Because it can processes 2 x 1920x1080 25 FPS: https://github.com/AlexeyAB/darknet/issues/1232#issuecomment-405565193
On another thread, I noticed a comparison these 2 GPUs but for multiple live streams, so some parallelism was also coming into play in that case.
Single Yolo model can occupy ~95% of GPU - if you use this repository, OPENCV=1 CUDNN=1, and modern CPU. There can be a bottleneck only on a CPU-side (video decompressing, resizing, saving) if you use other repo or slow CPU.
Titan V is required if you want to achive about ~90 FPS on 1920x1080 video and 416x416 network size.
Thanks, @AlexeyAB !
How do the performance requirements vary w/ increase in network size? We may need a bigger network size to allow for better smaller object detection in our dataset.
P.S: @kmsravindra
How do the performance requirements vary w/ increase in network size?
performance requirements linearly proportional to the product of numbers network_width x network_height
@Alexeyab, Just to confirm, we plan to use 832 x 480 network size whose product is 2.3 times bigger than 416x416. So can we approx assume 50/2.3 = 21.7Fps for this network size for 1080Ti?
Also, from your other thread I am assuming yolov2-light - yolov3 would be 1.3 times faster @ 1% mAP trade-off.
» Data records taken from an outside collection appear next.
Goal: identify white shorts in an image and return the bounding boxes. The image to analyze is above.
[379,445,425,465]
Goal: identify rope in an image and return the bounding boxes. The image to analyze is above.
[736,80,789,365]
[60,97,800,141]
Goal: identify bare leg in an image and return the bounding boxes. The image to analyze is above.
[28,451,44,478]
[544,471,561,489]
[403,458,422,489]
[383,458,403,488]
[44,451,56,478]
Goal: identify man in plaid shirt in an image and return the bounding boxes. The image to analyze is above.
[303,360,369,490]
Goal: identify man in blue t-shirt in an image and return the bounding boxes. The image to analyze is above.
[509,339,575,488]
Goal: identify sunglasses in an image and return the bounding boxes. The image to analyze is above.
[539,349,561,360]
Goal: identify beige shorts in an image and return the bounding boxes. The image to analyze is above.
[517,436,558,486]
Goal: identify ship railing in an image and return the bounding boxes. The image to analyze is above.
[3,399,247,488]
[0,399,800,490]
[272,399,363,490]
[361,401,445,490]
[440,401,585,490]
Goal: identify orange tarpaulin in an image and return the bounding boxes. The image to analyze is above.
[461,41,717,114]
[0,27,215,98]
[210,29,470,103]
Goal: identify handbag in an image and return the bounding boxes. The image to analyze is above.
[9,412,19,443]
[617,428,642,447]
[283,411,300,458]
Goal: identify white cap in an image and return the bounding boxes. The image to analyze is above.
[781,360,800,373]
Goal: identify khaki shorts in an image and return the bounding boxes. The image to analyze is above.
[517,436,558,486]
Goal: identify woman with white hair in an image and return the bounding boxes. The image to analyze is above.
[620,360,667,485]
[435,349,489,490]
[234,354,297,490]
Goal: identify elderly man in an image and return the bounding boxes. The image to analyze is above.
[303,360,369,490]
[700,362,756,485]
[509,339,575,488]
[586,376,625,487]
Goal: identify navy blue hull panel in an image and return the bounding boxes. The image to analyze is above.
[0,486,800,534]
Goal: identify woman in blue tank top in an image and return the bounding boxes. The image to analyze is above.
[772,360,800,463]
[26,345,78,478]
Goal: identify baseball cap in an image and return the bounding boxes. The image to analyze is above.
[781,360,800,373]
So, hence using this lighter yolov3 should pump it up to 21.7 *1.3 = approx 28 FPS?
@kmsravindra In general yes.
So can we approx assume 50/2.3 = 21.7Fps for this network size for 1080Ti?
Yes. But this is only the assumption, that GTX 1080Ti will have about 50 FPS on yolov3 416x416, since I didn't test it on GTX 1080Ti.
From the other hand, I got only 32 FPS
on Tesla V100 (~Titan V) without Tensor Cores, and 90 FPS
on Tesla V100 (Titan V) with Tensor Cores, so may be there is somewhere a bottleneck on GPU, so GPU usage can be less than 90% without Tensor Cores: https://github.com/AlexeyAB/darknet/issues/407
Also, from your other thread I am assuming yolov2-light - yolov3 would be 1.3 times faster @ 1% mAP trade-off. So, hence using this lighter yolov3 should pump it up to 21.7 *1.3 = approx 28 FPS?
To do this, you should use -quantized
flag at the end of command, and you should use this input_callibration=
param in your cfg-file: https://github.com/AlexeyAB/yolo2_light/blob/29905072f194ee86fdeed6ff2d12fed818712411/bin/yolov3.cfg#L25
Thanks for the info @AlexeyAB
We intend to do some real-time inference on a single HD resolution video stream at around 50fps. I am trying to spec. out GPUs for the system deployed onsite that will be used to do the inference and re-rendering of video with detected objects.
Would GTX 1080Ti be able to keep up or would I need to pick Titan V? Degradation of the output frame rate to 30 fps or so might be acceptable as this is a prototype to be used for demonstrations.
On another thread, I noticed a comparison these 2 GPUs but for multiple live streams, so some parallelism was also coming into play in that case.
Any recommendations/pointers are appreciated.
Best, Vineet
P.S: Copying @kmsravindra as he is collaborating w/ me on this project.